Del quehacer obstinado de Darío Villalba, de su arriesgada e impenitente dedicación a los requerimientos del arte, me es dado repetir lo que Franz Kafka, poético e irónico, dejó dicho de Josefina la cantante: «En ella ha desaparecido todo cuanto no esté al servicio del canto, todo vigor, toda posibilidad de vida... Ya no mora más que en el canto.» Todo afán, todo vigor, toda afirmación vital se le hacen a Darío Villalba necesidad imperiosa, como al dictado de lo que Rilke advirtiera al joven poeta: «Sólo si ha nacido de la necesidad, cobra el arte sentido y trascendencia.» Vida y obra comulgan en la expresión de Darío Villalba hasta el extremo de que la una (díganlo los que le conocen) resulta inseparable de la obra. De su turbulento vivir y convivir (?) se ha esfumado todo cuanto no esté al servicio de la pintura. Al igual que Josefina la cantante, ya no mora Darío Villalba sino en la obediencia rigurosa a lo que tiene que expresar, por osado o inconfesable que fuere lo expresado. Quien oiga hablar a Darío Villalba no tardará en llegar a la conclusión de hallarse ante un pintor culto. Y ello es verdad si entendemos por cultura la apetencia de conocer, antes que el caudal erudito de los conocimientos la apertura diáfana del espíritu a aquellos asuntos que al espíritu convienen. Mucho dista nuestro hombre de verse emparentado con aquella familia de sedicentes artistas que, de espaldas al asombro o al drama del acontecer vital, lo fían todo a la habilidad del pincel; aquellos mismos cuyo aburrido suma y sigue llevó al gran Marcel Duchamp a dejar sentenciado: «¡No sea usted bestia como un pintor!». Bagaje y actitud (el asiduo y claro alertarse ante lo que por el mundo se hace, y la inexcusable y diaria respuesta a lo que él se siente obligado a hacer) definen la personalidad de nuestro pintor, acotan las márgenes de su acción creadora y terminan por imprimir en ella una impronta harto característica de la expresión de nuestro tiempo: el intento exasperado de soldar aquella ruptura entre arte y vida que Van Gogh y Rimbaud habían denunciado dramáticamente.
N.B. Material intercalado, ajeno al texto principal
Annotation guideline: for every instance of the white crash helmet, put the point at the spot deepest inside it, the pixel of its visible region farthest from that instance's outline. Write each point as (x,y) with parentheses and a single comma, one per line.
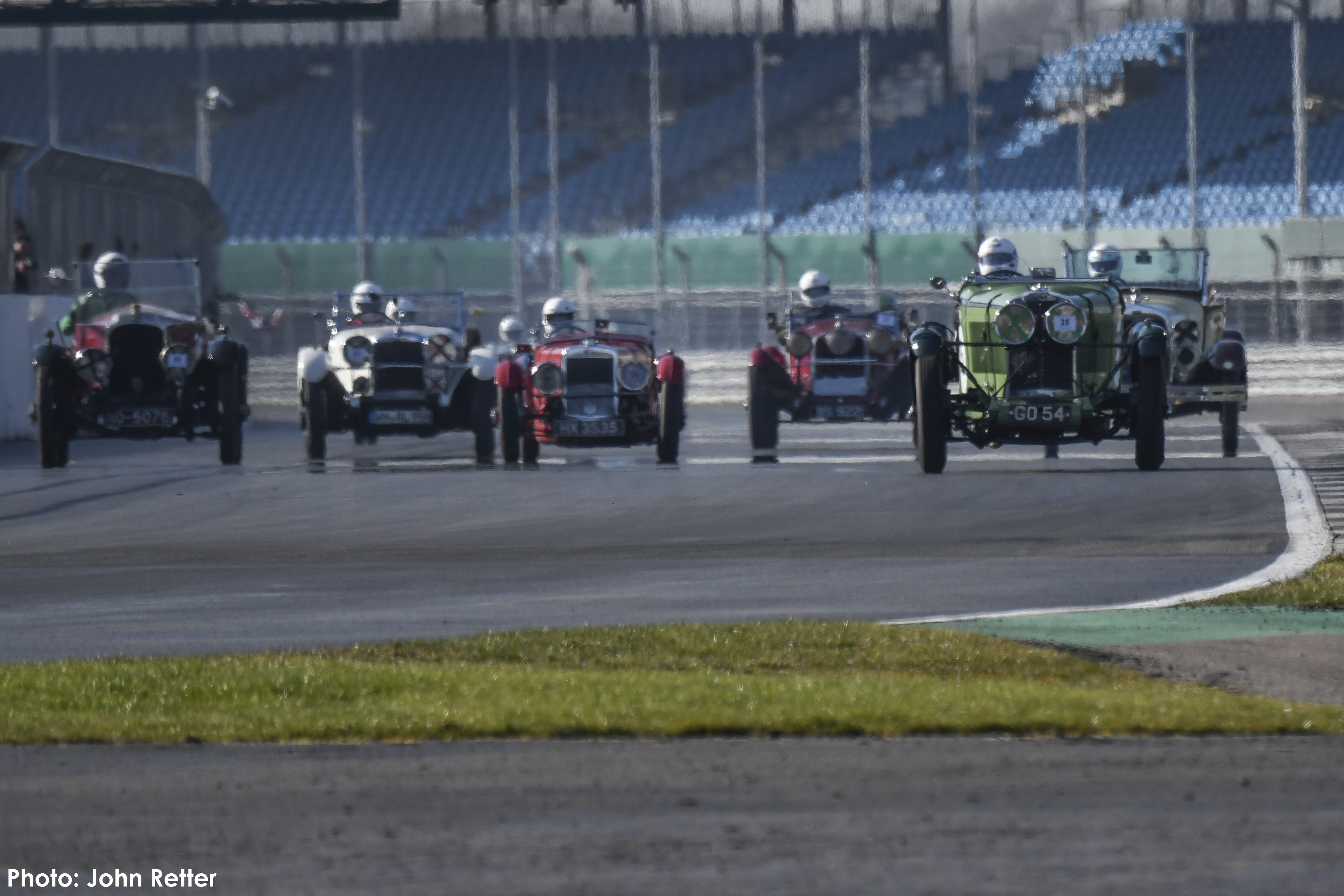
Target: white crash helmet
(512,331)
(816,288)
(366,297)
(1104,260)
(402,308)
(558,312)
(112,270)
(997,256)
Disculpe el lector la extensión de este preámbulo o júzguelo, incluso, breve nota si en verdad quiere aproximarse a la doble exposición que actualmente nos ofrece Darío Villalba en Madrid. Bajo capa de aparente contradicción, la una es salida, mejor que complemento, de la otra, mediando entre ambas un mismo impulso o propósito: la expansión o irrupción del mundo del subconsciente a través de un control selectivo ejercido desde el plano de la conciencia. El carácter figurativo de aquélla (la de la galería Juana Mordó), lejos de contradecir la condición totalmente abstraccionista de ésta (la de la galería Vandrés), viene a significar y esclarecer la natural desembocadura que, historia en mano, se nos representa y ejemplifica en el tránsito de la figuración surrealista, de origen europeo, al expresionismo abstracto nacido y desplegado en Norteamerica, con vínculos mediadores, si se quiere, cuales los que los nombres de Max Ernst, André Masson, Arshile Gorki y nuestro Joan Miró... hacen suyos y muy suyos.

La escueta biunicidad del blanco y el negro, tal como se manifiesta en las trágico-litúrgicas figuraciones de la primera de las muestras, va cediendo en la segunda al imperio de la noche, a la densidad de las aguas oscuras, al soterrado fulgor de la antracita, para parar en densa, indeleble y atrevida panorámica general, dominada por el luto riguroso de una abstracción cegadora, en la que no hay otros ojos que el destello subyacente en lo hondo de lo hondo. Hoy, que tanto se habla de la pintura-pintura (como ayer se habló del arte por el arte), la doble exposición de Darío Vilialba entraña, frente a engañosa apariencia, un dramático empeño en remitir la cuestión a la legitimidad de sus orígenes: el sueño de fundir el arte con la vida. Pintura, la suya, que intenta transformar en pintura el pálpito vital. Porque en él, en Darío Villalba, ha desaparecido todo cuanto no esté al servicio de la pintura o no responda a exigencia de la expresión. El ya no mora más que en la pintura, en la necesidad acuciante de tornarla alma, esto es, tendencia y fuerza nutricia.